A Look at Failures
When we utilize multiple machines with their own disk drives, network interconnects, processors, and memory units, the likelihood of failures becomes a significant concern. Consider the hard disk failure probability. If a disk has a failure rate of once in 1000 days, the probability of it failing on any given day is 1/1000, which may not be a major concern on its own. However, if we have 1000 disks, the probability of at least one disk failing on a given day becomes 1. If the partitioned data is being served from the disk that fails, it will become unavailable until the disk is recovered.
To gain insights into the types of failures that can occur look at the failure statistics from Jeff Dean’s 2009 talk [Dean2009] on Google’s data centers as shown in Table 1.1. Although these numbers are from 2009, they still provide a valuable representation of failure patterns.
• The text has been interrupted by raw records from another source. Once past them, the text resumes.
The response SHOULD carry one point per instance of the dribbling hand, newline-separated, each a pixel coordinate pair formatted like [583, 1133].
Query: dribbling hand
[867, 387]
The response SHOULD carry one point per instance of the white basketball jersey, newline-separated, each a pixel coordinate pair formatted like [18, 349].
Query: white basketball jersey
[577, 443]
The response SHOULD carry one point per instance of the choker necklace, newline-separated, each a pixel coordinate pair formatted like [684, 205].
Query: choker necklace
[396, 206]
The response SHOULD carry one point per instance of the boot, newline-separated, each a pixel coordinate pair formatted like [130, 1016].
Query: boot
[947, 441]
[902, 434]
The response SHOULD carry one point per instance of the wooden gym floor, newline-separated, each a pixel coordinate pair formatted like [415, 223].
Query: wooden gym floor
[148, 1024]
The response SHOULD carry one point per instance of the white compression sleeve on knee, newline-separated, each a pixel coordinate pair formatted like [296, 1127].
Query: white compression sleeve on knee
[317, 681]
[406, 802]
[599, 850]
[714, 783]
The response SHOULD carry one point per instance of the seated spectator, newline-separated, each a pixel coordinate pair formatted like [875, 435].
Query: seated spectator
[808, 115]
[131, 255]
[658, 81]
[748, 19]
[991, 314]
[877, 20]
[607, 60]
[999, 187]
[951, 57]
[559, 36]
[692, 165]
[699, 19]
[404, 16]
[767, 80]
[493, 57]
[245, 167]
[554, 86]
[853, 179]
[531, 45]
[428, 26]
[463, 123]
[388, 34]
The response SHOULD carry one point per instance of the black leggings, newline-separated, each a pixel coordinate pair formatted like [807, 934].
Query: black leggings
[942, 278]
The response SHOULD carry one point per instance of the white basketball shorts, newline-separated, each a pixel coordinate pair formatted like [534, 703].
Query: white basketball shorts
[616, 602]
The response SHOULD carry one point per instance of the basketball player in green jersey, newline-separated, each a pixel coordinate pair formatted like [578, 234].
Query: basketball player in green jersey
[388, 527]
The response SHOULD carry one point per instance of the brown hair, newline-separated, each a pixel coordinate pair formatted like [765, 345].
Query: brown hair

Table 1.1 Failure Events per Year for a Cluster in a Data Center from Jeff Dean’s 2009 Talk [Dean2009]
Event |
Details |
---|---|
Overheating |
Power down most machines in < 5 min (~1–2 days to recover) |
PDU Failure |
~500–1000 machines suddenly disappear (~6 hours to come back) |
Rack Move |
Plenty of warning, ~500–1000 machines powered down (~6 hours) |
Network Rewiring |
Rolling ~5% of machines down over 2-day span |
Rack Failures |
40–80 machines instantly disappear (1–6 hours to get back) |
Racks Go Wonky |
40–80 machines see 50% packet loss |
Network Maintenances |
4 might cause ~30-minute random connectivity losses |
Router Reloads |
Takes out DNS and external VIPs for a couple minutes |
Router Failures |
Have to immediately pull traffic for an hour |
Minor DNS Blips |
Dozens of 30-second blips for DNS |
Individual Machine Failures |
1000 individual machine failures |
Hard Drive Failures |
Thousands of hard drive failures |
When distributing stateless compute across multiple servers, failures can be managed relatively easily. If a server responsible for handling user requests fails, the requests can be redirected to another server, or a new server can be added to take over the workload. Since stateless compute does not rely on specific data stored on a server, any server can begin serving requests from any user without the need to load specific data beforehand.
Failures become particularly challenging when dealing with data. Creating a separate instance on a random server is not as straightforward. It requires careful consideration to ensure that the servers start in the correct state and coordinate with other nodes to avoid serving incorrect or stale data. This book mainly focuses on systems that face these types of challenges.
To ensure that the system remains functional even if certain components are experiencing failures, simply distributing data across cluster nodes is often insufficient. It is crucial to effectively mask the failures.